MOSCOW — Jailed Russian oil tycoon Mikhail Khodorkovsky has declared a hunger strike, he said in an open letter to the chairman of Russia's supreme court published on Tuesday.
Khodorkovsky accused a Moscow court of unlawfully keeping him in jail as he awaits trial on new charges of financial crimes, which he said violated recent amendments to Russian law pushed through by President Dmitry Medvedev.
"I declare a hunger strike until I have confirmation that Dmitry Medvedev has received from you or another relevant official full information on the violation of" the recent amendments, Khodorkovsky said.
"I think it is critically important for President Medvedev to know exactly how the law he initiated is being observed -- or rather flouted -- by state officials," he said in the letter, published by Russian media.
"If the president agrees that the laws signed by him and passed by the parliament may be flouted by courts and other state officials as they see fit, I will submit to my current situation," the tycoon said.
But he added bitterly that "I will stay in jail anyway whatever the court decides."
Khodorkovsky's defence team confirmed that he was declaring a hunger strike in a statement on its website.
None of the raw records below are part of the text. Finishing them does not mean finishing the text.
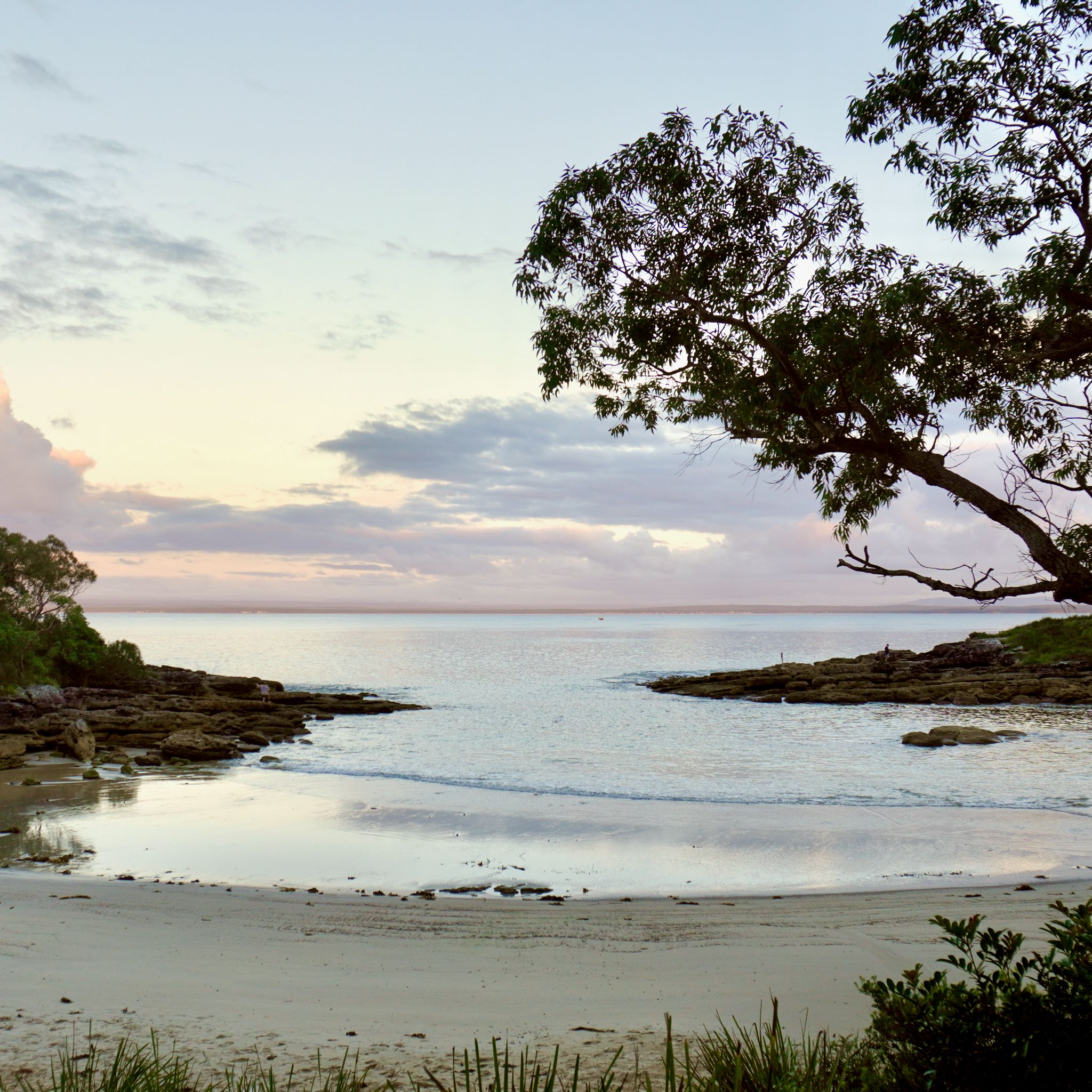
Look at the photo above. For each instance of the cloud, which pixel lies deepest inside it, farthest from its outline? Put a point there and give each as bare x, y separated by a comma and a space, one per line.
359, 334
35, 73
461, 260
315, 489
93, 146
77, 263
576, 518
211, 172
281, 235
522, 460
The tycoon, who has been jailed since 2003, has previously held several brief hunger strikes.
The amendments signed by Medvedev in March prevent entrepreneurs from being jailed while awaiting trial on economic crimes and were aimed at keeping corrupt prosecutors from putting pressure on business.
Khodorkovsky, once Russia's richest man, is serving an eight-year prison sentence on fraud and tax evasion charges that he claims were politically motivated and is now facing trial on fresh charges that could see him jailed for 22 more years.
Supporters of Khodorkovsky say he was jailed because of his opposition to the policies of Vladimir Putin, who was president when the tycoon's legal problems began and who is now Russia's powerful prime minister.
The 46-year-old former head of the Yukos oil company now stands accused of stealing millions of tonnes of oil and laundering money.
Khodorkovsky, 46, says the new charges are a rehash of the original case against him and argues he is being prosecuted again because the corrupt officials who have seized control of Yukos fear seeing him go free.
The Russian government insists Khodorkovsky committed massive financial crimes during the controversial privatizations of the 1990s in which he and other so-called oligarchs acquired immense fortunes.